L’energia domestica sta cambiando: non è più solo “produrre con il fotovoltaico”, ma saperla accumulare, gestire e usare in modo intelligente. Qui entra in gioco l’EP Cube, una soluzione che ha ridefinito il concetto di batteria domestica puntando su modularità, semplicità e flessibilità. Se stai valutando un impianto fotovoltaico o vuoi migliorare quello che hai, questa guida pratica all’installazione e alla gestione dell’ep cube batteria modulare ti mostra perché il design a moduli impilabili e la logica smart fanno la differenza rispetto alle batterie monoblocco. Scoprirai come si dimensiona correttamente la capacità per la tua casa, come funziona il backup, quali sono i requisiti elettrici secondo CEI 0-21, come gestire i carichi e le tariffe time-of-use, e quali sono i reali vantaggi logistici per installatori e utenti finali. Dalla messa in servizio via app alle strategie di ricarica da rete, fino alla manutenzione di un singolo modulo: tutto quello che serve per scegliere e installare un sistema di accumulo modulare EP Cube con sicurezza e consapevolezza.

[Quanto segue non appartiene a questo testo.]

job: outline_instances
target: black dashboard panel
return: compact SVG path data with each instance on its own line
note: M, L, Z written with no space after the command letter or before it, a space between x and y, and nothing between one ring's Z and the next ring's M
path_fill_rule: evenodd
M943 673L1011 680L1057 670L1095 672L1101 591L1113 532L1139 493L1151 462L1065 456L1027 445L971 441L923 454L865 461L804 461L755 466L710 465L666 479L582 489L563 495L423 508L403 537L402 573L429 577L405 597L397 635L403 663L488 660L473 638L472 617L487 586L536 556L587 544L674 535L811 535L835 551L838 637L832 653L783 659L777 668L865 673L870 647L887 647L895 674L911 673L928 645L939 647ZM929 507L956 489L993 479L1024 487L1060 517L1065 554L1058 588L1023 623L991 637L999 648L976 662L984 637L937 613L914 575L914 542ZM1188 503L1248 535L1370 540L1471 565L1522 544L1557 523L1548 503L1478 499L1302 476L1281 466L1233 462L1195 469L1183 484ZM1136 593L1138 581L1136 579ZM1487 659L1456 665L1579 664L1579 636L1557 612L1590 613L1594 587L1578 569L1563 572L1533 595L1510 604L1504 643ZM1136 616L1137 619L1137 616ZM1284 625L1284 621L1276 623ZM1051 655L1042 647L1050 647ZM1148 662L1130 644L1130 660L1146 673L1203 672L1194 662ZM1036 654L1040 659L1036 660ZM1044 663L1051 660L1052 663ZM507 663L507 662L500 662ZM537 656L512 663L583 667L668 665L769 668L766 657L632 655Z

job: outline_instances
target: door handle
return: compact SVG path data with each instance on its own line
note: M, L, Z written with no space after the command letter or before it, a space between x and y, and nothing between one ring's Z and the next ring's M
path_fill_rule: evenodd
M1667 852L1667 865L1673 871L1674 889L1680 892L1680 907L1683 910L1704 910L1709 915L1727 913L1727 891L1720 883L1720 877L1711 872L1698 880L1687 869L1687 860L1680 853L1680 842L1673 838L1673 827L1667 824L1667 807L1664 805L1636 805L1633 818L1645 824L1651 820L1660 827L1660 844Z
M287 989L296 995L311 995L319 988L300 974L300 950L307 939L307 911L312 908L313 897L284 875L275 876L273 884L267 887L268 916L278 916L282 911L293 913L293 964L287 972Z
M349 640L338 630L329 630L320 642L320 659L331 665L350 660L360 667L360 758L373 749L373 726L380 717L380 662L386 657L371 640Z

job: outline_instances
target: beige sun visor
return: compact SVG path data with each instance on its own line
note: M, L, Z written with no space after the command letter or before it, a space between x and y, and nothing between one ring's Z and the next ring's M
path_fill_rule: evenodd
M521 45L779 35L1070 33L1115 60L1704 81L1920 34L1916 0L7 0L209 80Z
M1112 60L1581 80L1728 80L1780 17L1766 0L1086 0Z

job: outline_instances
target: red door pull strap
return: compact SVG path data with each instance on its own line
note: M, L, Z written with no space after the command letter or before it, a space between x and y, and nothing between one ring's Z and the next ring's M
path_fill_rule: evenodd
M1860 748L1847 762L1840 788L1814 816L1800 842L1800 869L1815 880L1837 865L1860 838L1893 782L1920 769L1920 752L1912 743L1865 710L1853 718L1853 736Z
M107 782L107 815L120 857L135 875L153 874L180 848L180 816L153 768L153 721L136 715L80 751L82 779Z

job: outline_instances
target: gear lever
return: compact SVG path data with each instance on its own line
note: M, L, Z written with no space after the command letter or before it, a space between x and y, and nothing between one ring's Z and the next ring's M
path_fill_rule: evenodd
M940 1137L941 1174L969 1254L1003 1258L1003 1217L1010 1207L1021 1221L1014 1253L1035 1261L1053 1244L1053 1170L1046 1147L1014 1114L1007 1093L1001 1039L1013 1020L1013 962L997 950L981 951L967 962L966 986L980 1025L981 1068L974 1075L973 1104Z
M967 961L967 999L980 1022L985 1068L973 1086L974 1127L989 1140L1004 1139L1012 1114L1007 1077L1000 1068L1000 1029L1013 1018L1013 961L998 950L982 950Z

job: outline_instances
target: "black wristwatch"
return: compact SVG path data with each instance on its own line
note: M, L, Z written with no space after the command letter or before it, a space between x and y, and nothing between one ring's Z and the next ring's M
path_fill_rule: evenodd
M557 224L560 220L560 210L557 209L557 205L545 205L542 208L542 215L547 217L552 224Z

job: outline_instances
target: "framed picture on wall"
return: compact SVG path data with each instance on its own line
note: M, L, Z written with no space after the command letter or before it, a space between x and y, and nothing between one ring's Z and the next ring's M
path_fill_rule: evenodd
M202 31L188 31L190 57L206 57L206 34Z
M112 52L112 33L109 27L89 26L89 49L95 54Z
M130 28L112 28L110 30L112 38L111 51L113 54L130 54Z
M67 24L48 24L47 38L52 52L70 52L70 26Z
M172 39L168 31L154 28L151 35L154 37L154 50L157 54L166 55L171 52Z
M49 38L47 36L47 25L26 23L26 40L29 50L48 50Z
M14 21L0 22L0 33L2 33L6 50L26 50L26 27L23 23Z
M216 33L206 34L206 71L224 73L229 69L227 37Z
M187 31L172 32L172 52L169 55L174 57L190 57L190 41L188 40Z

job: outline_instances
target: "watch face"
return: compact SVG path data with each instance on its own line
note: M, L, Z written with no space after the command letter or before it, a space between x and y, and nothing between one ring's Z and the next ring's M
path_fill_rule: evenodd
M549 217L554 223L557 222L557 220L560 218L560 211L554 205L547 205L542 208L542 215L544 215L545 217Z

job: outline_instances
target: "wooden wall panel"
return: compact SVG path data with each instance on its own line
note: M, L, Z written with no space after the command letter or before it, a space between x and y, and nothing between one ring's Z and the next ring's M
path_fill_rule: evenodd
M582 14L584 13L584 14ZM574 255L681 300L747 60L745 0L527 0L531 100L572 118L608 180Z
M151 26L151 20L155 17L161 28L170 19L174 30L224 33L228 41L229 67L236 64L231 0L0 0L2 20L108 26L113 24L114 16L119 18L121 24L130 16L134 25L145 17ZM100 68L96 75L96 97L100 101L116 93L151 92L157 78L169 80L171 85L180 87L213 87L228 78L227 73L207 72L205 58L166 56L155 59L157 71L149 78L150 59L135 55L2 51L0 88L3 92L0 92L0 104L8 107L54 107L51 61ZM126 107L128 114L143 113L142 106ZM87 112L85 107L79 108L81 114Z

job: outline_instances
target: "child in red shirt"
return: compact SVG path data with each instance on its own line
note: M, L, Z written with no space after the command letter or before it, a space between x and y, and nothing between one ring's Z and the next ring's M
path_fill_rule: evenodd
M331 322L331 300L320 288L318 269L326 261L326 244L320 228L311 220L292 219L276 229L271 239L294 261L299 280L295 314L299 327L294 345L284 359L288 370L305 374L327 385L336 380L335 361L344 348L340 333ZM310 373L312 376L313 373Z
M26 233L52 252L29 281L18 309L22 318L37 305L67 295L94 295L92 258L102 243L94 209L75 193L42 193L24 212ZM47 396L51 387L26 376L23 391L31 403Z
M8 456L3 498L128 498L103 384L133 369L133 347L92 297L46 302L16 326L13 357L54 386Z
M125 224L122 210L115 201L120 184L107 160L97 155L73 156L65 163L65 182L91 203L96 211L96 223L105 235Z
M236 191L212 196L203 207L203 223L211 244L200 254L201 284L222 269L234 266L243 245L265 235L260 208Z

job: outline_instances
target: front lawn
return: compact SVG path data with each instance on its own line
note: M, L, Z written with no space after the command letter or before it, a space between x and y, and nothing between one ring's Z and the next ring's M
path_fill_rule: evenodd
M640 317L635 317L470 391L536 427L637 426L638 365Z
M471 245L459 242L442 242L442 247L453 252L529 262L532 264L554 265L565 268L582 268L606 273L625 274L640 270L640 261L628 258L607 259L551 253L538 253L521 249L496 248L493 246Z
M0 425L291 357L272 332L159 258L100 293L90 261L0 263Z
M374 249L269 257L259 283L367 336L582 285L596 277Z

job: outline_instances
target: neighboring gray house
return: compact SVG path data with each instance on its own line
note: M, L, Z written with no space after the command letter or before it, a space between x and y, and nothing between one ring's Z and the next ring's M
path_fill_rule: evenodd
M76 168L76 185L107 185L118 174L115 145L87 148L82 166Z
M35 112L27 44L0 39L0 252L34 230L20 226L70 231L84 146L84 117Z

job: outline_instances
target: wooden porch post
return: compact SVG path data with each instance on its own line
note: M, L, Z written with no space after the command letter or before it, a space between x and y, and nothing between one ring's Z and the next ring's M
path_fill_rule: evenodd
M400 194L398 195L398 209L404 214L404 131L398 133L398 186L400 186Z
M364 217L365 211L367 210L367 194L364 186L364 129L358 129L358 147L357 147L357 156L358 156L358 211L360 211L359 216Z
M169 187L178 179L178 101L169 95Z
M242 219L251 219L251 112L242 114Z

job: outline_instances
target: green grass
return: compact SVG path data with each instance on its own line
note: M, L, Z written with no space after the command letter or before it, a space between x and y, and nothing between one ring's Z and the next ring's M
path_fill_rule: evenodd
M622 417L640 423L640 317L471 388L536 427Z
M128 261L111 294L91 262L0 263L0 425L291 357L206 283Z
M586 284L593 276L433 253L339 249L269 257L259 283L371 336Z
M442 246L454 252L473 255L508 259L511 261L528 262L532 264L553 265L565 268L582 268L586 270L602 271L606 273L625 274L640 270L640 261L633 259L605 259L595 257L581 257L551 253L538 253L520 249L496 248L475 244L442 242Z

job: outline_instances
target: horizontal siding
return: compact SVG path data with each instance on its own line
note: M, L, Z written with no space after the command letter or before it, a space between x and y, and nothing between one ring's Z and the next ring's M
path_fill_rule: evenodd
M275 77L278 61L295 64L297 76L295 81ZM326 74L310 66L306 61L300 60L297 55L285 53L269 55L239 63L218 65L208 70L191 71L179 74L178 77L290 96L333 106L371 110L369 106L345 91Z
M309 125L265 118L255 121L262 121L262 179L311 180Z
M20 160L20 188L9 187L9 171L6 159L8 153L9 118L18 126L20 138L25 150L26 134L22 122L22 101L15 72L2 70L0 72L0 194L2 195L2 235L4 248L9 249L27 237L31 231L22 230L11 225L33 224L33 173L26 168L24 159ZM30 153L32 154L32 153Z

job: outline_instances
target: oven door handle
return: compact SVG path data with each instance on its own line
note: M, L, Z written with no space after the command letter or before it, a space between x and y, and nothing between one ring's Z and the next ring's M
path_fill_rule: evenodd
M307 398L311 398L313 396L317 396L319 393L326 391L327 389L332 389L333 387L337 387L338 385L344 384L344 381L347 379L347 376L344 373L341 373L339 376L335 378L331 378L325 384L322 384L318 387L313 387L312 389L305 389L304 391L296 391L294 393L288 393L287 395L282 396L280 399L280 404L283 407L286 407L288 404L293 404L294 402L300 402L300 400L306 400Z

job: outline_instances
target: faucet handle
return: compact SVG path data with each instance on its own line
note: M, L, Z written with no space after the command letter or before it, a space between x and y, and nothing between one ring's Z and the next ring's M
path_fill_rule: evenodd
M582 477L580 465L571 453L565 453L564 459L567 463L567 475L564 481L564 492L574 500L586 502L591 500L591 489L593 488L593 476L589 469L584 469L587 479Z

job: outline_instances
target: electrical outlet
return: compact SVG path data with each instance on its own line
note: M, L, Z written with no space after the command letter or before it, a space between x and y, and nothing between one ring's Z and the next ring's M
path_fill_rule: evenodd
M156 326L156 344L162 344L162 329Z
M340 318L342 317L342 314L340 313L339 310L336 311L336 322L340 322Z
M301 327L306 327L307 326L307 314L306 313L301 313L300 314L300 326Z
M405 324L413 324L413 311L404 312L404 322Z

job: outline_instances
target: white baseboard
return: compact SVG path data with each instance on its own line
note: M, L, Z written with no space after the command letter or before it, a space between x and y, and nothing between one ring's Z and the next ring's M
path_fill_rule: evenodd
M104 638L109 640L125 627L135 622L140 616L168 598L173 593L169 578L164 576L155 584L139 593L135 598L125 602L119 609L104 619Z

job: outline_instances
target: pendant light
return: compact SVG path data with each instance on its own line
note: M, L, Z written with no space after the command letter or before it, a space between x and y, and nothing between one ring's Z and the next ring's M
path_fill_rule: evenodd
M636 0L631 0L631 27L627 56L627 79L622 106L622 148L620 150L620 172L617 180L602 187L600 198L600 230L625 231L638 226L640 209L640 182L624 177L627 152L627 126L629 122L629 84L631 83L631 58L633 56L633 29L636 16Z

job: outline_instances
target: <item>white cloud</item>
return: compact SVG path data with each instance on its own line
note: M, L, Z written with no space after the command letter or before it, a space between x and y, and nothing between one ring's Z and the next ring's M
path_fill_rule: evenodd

Cos’è il sistema di accumulo modulare EP Cube
Architettura a moduli impilabili e gestione intelligente
Il cuore del sistema di accumulo modulare EP Cube è un’architettura a moduli batteria impilabili LFP (litio ferro fosfato). Ogni modulo aggiunge capacità e potenza, consentendo di partire da una taglia base e crescere in funzione dei consumi reali. Questa struttura “a mattoncini” riduce il rischio di sovra-dimensionamento iniziale e abilita aggiornamenti nel tempo senza sostituzioni complete. Un BMS centralizzato per pacchi batteria modulari gestisce sicurezza, bilanciamento celle, efficienza e profondità di scarica (DoD), ottimizzando prestazioni e durata.
Componenti: unità di potenza, moduli batteria, BMS, gateway, app
Oltre ai moduli batteria, l’EP Cube integra un’unità di potenza con conversione bidirezionale e protezioni, un gateway di comunicazione per interfacciare sensori di corrente (TA) e rete domestica, e un’app di monitoraggio per configurazione e controllo. La messa in servizio tramite app di monitoraggio semplifica l’avvio, la verifica dei parametri e l’ottimizzazione delle logiche di carica/scarica.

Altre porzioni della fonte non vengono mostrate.